Created quality visualisations and performed data integrity checks.
Tools: R, Python, Excel.
Machine Learning Project – Mercari Price Suggestion Challenge (UNSW)
Built a machine learning model to predict product prices for 1.4M+ Mercari listings, addressing high variability across brands, categories, and conditions.
Cleaned and processed large-scale structured and unstructured text data (missing values, encoding, tokenisation, stop-word removal, stemming).
Extracted text features using TF-IDF and Doc2Vec, converting millions of item descriptions into numeric vectors.
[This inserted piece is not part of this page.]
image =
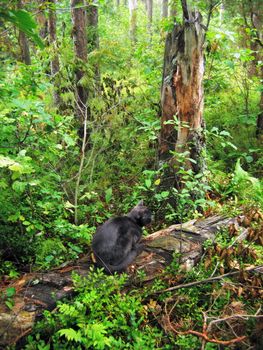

Trained and compared regression models (Ridge, Lasso, SVR) with GridSearchCV and cross-validation for hyperparameter tuning.
Applied log transformation and dimensionality reduction to stabilise variance and reduce feature redundancy.
Achieved best performance using Ridge Regression + TF-IDF, scoring 0.477 RMSLE (top quartile of Kaggle leaderboard).
Ensured reproducibility with structured experimentation, documentation, and feature importance analysis.
Tools: Python, scikit-learn, Gensim, Pandas, NumPy, Matplotlib, Google Colab.
Impact: Delivered an interpretable, scalable pricing model demonstrating advanced NLP feature engineering and large-dataset ML workflows.